Perhaps I’m wrong. This may verify to be the time when the great powers act in concert to find solutions to the virus, and stem the damage it’s inflicting. Sadly, it doesn’t yet seem possible.
It’s an election year in the US, and President Trump’s mantra remains “America first”. The origin of the virus has been used as a not-so-subtle dig at China. Across the Pacific, China’s leadership is grappling to contain the virus, and to ensure they depict an image of calm. Beijing will use any means essential to maintain control.
Further west in Europe, they have their own interruptions. Turkey threatens to permit the passage of thousands of immigrants into Europe, refreshing the nightmares of 2015. It could not come at a worse time, but President Recep Tayyip Erdogan knows that in politics, timing is everything.
History has proven, frequently, that in times of confusion and distraction, great powers seek opportunities to make relative gains, if only small ones. This observation may seem cold, yet this is the nature of international politics. It’s especially true where great power competition is concerned.
A broad number of long-festering geopolitical challenges are combining under the umbrella of a global health pandemic. Such times have surely not been seen since the early 20th century.
Alongside, national lockdowns and quarantine regimes are being enforced globally. This is a tricky for international supply chains as economies and businesses continue to be constricted by uncertainty.
Former Australian prime minister Kevin Rudd has been critical that there is a serious lack of coordinated global leadership on the COVID-19 issue. World leaders are so busy endeavoring to deal with problems at home that nobody’s taking the time to look at how the bigger picture may play out. If ever there was a time for assertive international leadership, it is now. Unfortunately, it appears to be vague.
What does it all point to?
This is the big question, and the answers are impossible to predict. But history is replete with useful signposts.
Despite the nefarious nature of COVID-19, the game of great power rivalry will continue unabated. Indeed, in some cases, the chaos may provide a distraction, enabling further action and trick. Why stop cyberattacks when potential enemy states are in a vulnerable position? This is an opportune time to assess the ability of how a state absorbs, and ricochets from, an international crisis. The great powers will continue to take each other’s measure.
With markets crashing, and businesses facing unprecedented challenges globally, there’s a very real likelihood of increasing unemployment rates in job markets already under stress. And in politics, especially in an election year, jobs and job creation are always the red-hot issue. In the short term, at least, things are going to be tough.
Throughout the COVID-19 crisis, however long it should last, it would be well to remember that in the 1920s, fascism took root in war-ravaged European nations. After World War I, industries were struggling to get back on their feet, and populations attempted to shape new lives.

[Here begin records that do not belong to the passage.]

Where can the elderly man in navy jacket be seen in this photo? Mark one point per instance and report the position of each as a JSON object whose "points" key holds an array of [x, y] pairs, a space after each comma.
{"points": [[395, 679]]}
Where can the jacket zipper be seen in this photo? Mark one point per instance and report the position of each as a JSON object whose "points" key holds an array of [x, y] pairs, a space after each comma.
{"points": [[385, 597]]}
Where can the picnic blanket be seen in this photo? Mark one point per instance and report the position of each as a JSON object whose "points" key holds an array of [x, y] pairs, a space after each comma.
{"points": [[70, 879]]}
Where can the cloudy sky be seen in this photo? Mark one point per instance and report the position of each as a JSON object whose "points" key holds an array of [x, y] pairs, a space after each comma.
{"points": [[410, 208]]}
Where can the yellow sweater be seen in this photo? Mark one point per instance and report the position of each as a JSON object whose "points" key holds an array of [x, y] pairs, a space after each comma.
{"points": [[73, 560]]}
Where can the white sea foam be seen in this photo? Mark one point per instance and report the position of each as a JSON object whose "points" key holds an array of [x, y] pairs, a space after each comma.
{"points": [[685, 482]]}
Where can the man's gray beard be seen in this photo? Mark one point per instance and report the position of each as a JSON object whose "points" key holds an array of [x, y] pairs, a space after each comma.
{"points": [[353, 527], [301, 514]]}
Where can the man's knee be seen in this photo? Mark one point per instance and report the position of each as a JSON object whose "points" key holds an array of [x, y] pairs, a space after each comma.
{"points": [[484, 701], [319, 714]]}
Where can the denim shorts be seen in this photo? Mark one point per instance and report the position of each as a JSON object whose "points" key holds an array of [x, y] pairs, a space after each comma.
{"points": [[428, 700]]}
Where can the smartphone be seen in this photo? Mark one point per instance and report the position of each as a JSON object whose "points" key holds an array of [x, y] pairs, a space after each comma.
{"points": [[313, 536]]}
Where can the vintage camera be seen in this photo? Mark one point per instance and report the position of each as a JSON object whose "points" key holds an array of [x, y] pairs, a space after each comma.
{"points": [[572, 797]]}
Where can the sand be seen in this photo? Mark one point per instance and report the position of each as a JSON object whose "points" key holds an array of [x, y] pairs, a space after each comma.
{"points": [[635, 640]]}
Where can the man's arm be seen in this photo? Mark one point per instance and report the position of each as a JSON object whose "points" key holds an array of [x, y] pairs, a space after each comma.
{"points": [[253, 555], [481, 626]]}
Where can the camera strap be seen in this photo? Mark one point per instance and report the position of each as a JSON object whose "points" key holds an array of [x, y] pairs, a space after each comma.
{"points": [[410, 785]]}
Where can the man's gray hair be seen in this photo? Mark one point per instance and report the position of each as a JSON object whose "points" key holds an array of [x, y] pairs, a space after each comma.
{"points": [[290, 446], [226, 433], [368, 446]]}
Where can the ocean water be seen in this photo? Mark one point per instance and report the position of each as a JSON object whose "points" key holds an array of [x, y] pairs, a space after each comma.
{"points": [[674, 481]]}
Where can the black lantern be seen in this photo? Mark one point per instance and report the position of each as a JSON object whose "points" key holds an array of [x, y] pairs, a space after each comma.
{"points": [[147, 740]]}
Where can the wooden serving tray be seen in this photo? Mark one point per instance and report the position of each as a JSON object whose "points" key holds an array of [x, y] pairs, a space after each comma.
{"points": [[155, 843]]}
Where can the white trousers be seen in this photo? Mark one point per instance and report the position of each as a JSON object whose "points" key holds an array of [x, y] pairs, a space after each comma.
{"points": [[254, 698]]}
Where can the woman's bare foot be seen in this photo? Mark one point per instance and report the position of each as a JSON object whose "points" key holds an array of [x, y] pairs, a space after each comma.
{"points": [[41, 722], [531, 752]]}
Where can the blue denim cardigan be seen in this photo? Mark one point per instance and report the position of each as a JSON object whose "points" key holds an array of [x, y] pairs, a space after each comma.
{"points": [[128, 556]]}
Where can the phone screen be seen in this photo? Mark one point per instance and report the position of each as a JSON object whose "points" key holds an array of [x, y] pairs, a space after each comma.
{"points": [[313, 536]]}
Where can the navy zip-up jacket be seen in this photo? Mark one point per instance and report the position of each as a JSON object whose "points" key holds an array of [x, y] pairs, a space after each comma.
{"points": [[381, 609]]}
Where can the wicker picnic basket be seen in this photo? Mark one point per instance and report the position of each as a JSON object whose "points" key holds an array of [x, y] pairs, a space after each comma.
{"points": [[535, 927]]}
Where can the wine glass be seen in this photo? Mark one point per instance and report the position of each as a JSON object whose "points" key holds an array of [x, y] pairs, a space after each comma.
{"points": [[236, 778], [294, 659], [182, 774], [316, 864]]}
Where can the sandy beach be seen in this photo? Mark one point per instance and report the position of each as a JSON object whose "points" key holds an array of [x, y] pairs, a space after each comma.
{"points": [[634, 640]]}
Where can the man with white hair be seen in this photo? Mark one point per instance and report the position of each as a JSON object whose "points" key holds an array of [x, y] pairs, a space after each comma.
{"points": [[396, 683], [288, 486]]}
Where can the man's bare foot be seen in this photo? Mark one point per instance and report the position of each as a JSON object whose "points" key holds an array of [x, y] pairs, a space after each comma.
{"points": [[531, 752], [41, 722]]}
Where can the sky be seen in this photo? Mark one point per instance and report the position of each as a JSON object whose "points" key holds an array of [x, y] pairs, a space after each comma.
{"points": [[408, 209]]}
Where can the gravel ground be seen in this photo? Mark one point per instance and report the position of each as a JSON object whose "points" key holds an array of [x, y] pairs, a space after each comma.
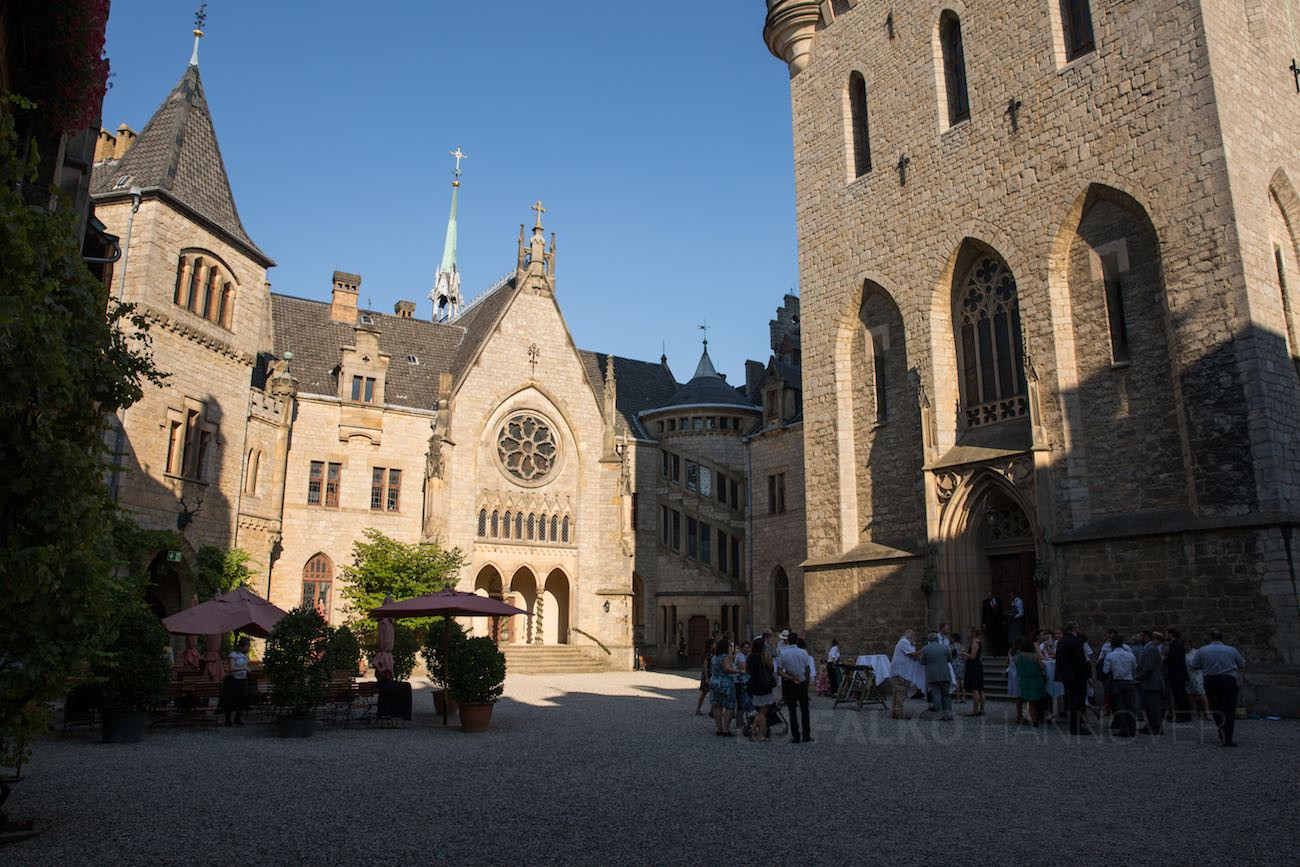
{"points": [[615, 768]]}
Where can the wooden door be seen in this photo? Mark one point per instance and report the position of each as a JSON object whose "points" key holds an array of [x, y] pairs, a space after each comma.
{"points": [[697, 638], [1015, 572]]}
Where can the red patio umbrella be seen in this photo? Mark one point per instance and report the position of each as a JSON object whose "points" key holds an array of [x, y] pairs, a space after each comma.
{"points": [[190, 658], [388, 636], [446, 603], [239, 610]]}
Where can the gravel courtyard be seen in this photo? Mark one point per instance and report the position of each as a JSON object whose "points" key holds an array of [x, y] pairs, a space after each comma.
{"points": [[615, 768]]}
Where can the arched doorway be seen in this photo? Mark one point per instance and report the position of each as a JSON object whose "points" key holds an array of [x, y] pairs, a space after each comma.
{"points": [[991, 546], [319, 582], [555, 595], [780, 599], [164, 593], [488, 584], [523, 589]]}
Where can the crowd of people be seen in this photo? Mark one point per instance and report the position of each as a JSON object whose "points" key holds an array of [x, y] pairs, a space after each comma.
{"points": [[1153, 677]]}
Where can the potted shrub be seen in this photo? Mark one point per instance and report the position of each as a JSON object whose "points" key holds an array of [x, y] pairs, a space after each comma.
{"points": [[134, 675], [298, 667], [432, 654], [345, 651], [404, 647], [477, 673]]}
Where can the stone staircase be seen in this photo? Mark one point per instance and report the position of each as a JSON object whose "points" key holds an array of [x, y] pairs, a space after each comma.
{"points": [[550, 659]]}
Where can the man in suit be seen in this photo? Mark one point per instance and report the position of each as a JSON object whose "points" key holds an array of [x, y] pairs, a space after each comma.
{"points": [[1175, 673], [991, 618], [1151, 681], [1073, 670]]}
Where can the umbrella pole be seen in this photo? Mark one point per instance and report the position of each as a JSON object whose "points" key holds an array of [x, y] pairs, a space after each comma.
{"points": [[446, 668]]}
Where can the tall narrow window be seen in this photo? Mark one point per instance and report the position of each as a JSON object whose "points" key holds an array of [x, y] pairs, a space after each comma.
{"points": [[878, 371], [317, 582], [394, 490], [315, 477], [1116, 308], [954, 68], [332, 480], [858, 125], [992, 359], [1077, 18]]}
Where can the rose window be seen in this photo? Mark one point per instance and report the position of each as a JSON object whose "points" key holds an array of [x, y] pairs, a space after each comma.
{"points": [[527, 447]]}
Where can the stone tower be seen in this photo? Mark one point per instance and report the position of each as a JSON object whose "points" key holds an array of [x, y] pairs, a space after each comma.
{"points": [[1047, 259]]}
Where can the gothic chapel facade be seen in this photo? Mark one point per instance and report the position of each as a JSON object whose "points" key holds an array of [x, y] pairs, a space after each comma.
{"points": [[289, 425]]}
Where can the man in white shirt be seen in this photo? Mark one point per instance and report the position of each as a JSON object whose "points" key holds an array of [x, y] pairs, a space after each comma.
{"points": [[794, 664], [904, 658], [1119, 664]]}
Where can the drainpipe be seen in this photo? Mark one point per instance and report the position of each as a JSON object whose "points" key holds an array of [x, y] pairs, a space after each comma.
{"points": [[120, 434]]}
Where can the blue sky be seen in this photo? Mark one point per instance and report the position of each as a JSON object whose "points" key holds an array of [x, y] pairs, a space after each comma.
{"points": [[657, 134]]}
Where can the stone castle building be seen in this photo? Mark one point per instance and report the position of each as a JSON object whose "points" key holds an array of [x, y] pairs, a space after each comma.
{"points": [[1048, 255], [611, 502]]}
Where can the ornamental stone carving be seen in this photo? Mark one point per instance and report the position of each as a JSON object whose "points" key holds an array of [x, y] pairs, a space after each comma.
{"points": [[528, 447]]}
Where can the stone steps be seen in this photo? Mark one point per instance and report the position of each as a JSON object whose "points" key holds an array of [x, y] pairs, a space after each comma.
{"points": [[549, 659]]}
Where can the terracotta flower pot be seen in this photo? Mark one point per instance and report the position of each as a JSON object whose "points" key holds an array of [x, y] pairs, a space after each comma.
{"points": [[475, 716], [440, 697]]}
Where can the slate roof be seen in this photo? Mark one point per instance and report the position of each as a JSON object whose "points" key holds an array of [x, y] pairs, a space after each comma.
{"points": [[177, 155], [641, 385], [306, 329]]}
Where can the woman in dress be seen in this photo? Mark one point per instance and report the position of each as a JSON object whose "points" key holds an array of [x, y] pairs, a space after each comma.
{"points": [[974, 679], [234, 696], [762, 680], [723, 688], [1031, 675]]}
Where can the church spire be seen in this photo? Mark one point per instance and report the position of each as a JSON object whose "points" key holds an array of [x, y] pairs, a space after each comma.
{"points": [[446, 287], [200, 16]]}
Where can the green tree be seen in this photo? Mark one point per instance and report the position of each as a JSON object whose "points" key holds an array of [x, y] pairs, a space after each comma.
{"points": [[220, 569], [77, 358], [384, 566]]}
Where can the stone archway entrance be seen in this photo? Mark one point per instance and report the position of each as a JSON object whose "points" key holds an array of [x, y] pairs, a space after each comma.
{"points": [[989, 543], [555, 601]]}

The catastrophic shift in the wider economy during the Great Depression catalysed ultra-nationalism and right-wing extremism, ultimately leading to World War II.
To be clear, the real war we face today is the one against COVID-19. This pandemic will have political consequences we cannot yet see or imagine. This is why it’s vital we be aware of how the confluence of a depressed global economy, as a result of an unprecedented crisis, coupled with sharp nationalism and heated political rhetoric, can uncheck negative politics with dire outcomes – within countries, and between them.
It’s important that world leaders heed the lessons of the past. The current game of great powers over the pandemic is likely to generate new economic recession. Let us hope that this terrible pandemic brings out the very best in them, rather than the very worst.